英文:
Pyspark sql issue in regexp_replace regexp_replace(COALESCE("Today | is | good | day", ''), '\\|', '>')
问题
I am facing issue with regex_replace function when it's been used in pyspark sql. I need to replace a Pipe symbol |
with >
, for example:
regexp_replace(COALESCE("Today | is | good | day", ''), '\\|', '>')
input : Today | is | good | day
need the output : Today > is > good > day
But getting this : >T>o>d>a>y> >|> >i>s> >|> >g>o>o>d> >|> >d>a>y>
It's happening only when a sql is been written in
job_ctx.spark.sql('''select regexp_replace(COALESCE("Today | is | good | day", ''), '\\|','>') as column''')
Can anyone suggest how to solve this in pyspark.sql ?
英文:
I am facing issue with regex_replace funcation when its been used in pyspark sql.
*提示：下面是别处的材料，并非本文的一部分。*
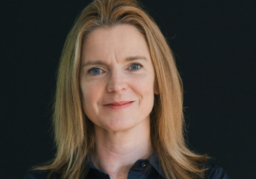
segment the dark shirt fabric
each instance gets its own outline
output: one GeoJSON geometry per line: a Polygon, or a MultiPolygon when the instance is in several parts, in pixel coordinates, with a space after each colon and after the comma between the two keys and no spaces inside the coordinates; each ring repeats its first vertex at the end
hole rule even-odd
{"type": "MultiPolygon", "coordinates": [[[[228,179],[227,174],[221,167],[208,163],[205,165],[206,179],[228,179]]],[[[34,172],[29,173],[24,179],[46,179],[47,172],[34,172]]],[[[132,167],[128,173],[127,179],[165,179],[165,176],[159,167],[159,163],[154,154],[147,159],[139,160],[132,167]]],[[[51,179],[60,179],[55,174],[51,179]]],[[[110,179],[110,176],[103,171],[96,168],[93,163],[90,163],[90,169],[83,179],[110,179]]]]}

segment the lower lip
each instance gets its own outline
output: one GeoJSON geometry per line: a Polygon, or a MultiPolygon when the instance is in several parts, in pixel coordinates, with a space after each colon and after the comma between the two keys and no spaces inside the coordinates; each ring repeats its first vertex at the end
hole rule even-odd
{"type": "Polygon", "coordinates": [[[130,103],[121,105],[105,105],[104,106],[112,109],[122,109],[129,107],[132,104],[133,104],[134,102],[134,101],[132,101],[130,103]]]}

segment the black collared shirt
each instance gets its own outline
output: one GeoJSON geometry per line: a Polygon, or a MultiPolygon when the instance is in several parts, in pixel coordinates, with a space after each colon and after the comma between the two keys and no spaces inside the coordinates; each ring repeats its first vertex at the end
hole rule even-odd
{"type": "MultiPolygon", "coordinates": [[[[228,179],[227,174],[221,167],[215,165],[207,164],[206,167],[209,169],[206,171],[206,179],[228,179]]],[[[46,179],[47,172],[37,171],[29,173],[24,179],[46,179]]],[[[55,175],[51,179],[60,179],[55,175]]],[[[127,179],[165,179],[165,176],[159,167],[158,159],[153,154],[147,159],[137,161],[128,173],[127,179]]],[[[110,179],[110,176],[103,171],[96,168],[91,161],[90,169],[83,179],[110,179]]]]}

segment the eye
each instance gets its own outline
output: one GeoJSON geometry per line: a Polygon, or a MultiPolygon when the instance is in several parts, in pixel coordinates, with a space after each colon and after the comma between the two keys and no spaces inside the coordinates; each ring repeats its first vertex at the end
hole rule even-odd
{"type": "Polygon", "coordinates": [[[139,64],[133,64],[131,66],[130,66],[129,69],[132,70],[137,70],[140,69],[141,67],[141,65],[139,64]]]}
{"type": "Polygon", "coordinates": [[[98,75],[102,72],[102,71],[99,68],[95,68],[93,69],[90,69],[89,71],[90,73],[92,74],[93,75],[98,75]]]}

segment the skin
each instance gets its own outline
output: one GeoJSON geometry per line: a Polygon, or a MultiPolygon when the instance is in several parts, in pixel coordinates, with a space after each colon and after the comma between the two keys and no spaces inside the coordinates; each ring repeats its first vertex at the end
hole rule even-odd
{"type": "Polygon", "coordinates": [[[94,165],[111,178],[127,178],[152,153],[150,114],[155,73],[147,43],[130,25],[98,28],[82,47],[80,85],[95,130],[94,165]]]}

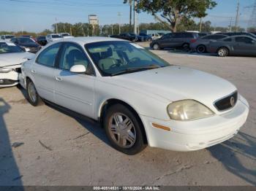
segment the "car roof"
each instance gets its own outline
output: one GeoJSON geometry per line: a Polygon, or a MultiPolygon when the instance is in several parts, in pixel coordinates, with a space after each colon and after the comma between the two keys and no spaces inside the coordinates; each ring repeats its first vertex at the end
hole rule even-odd
{"type": "Polygon", "coordinates": [[[102,37],[102,36],[89,36],[89,37],[74,37],[69,39],[63,39],[58,42],[72,42],[78,44],[84,44],[91,42],[105,42],[105,41],[126,41],[124,39],[110,38],[110,37],[102,37]]]}

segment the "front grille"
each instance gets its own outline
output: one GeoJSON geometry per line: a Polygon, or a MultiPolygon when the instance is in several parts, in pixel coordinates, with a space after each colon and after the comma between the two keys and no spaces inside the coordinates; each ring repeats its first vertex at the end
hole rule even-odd
{"type": "Polygon", "coordinates": [[[224,111],[233,107],[238,99],[238,93],[235,92],[214,103],[215,107],[219,111],[224,111]]]}

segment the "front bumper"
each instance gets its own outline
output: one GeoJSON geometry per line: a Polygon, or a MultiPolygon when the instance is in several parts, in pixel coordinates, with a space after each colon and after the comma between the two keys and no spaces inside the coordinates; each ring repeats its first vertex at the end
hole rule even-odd
{"type": "Polygon", "coordinates": [[[241,96],[232,110],[194,121],[163,121],[140,116],[148,145],[176,151],[192,151],[223,142],[234,136],[245,123],[249,114],[247,101],[241,96]],[[152,123],[170,128],[154,128],[152,123]]]}
{"type": "Polygon", "coordinates": [[[0,87],[15,86],[18,84],[19,74],[15,71],[0,73],[0,87]]]}

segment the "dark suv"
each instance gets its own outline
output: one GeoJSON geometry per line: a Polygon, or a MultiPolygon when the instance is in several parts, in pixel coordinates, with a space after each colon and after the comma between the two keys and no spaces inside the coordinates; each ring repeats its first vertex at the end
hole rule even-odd
{"type": "Polygon", "coordinates": [[[154,50],[182,48],[187,50],[189,49],[190,41],[198,37],[198,33],[170,33],[165,34],[159,39],[152,41],[150,47],[154,50]]]}

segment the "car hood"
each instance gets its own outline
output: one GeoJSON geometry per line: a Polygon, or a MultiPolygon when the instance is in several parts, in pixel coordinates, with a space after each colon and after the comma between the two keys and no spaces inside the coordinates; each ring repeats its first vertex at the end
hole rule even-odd
{"type": "Polygon", "coordinates": [[[187,67],[170,66],[112,77],[116,85],[168,101],[194,99],[213,109],[213,103],[236,90],[228,81],[187,67]]]}
{"type": "Polygon", "coordinates": [[[9,68],[16,68],[17,65],[31,59],[34,54],[30,52],[7,53],[0,55],[0,67],[10,66],[9,68]],[[16,65],[16,66],[15,66],[16,65]]]}
{"type": "Polygon", "coordinates": [[[37,47],[39,45],[35,42],[26,42],[26,43],[20,43],[20,46],[26,47],[37,47]]]}

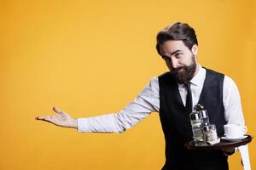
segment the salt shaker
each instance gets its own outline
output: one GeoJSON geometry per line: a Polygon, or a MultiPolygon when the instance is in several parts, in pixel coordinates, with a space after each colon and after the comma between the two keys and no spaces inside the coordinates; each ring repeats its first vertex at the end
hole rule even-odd
{"type": "Polygon", "coordinates": [[[205,125],[203,127],[206,142],[212,142],[218,140],[216,126],[214,124],[205,125]]]}

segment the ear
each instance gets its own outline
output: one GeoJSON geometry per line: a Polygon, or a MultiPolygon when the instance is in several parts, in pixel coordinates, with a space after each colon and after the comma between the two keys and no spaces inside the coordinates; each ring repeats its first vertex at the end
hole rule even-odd
{"type": "Polygon", "coordinates": [[[194,44],[192,46],[191,51],[195,56],[197,56],[198,46],[196,44],[194,44]]]}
I need to replace a Pipe symbol |
with >
, for example :
regexp_replace(COALESCE("Today | is | good | day", ''), '\\|', '>')
input : Today | is | good | day
need the output : Today > is > good > day
But getting this : >T>o>d>a>y> >|> >i>s> >|> >g>o>o>d> >|> >d>a>y>
its happening only when a sql is been written in
job_ctx.spark.sql('''select regexp_replace(COALESCE("Today | is | good | day", ''),'\\|','>') as column''')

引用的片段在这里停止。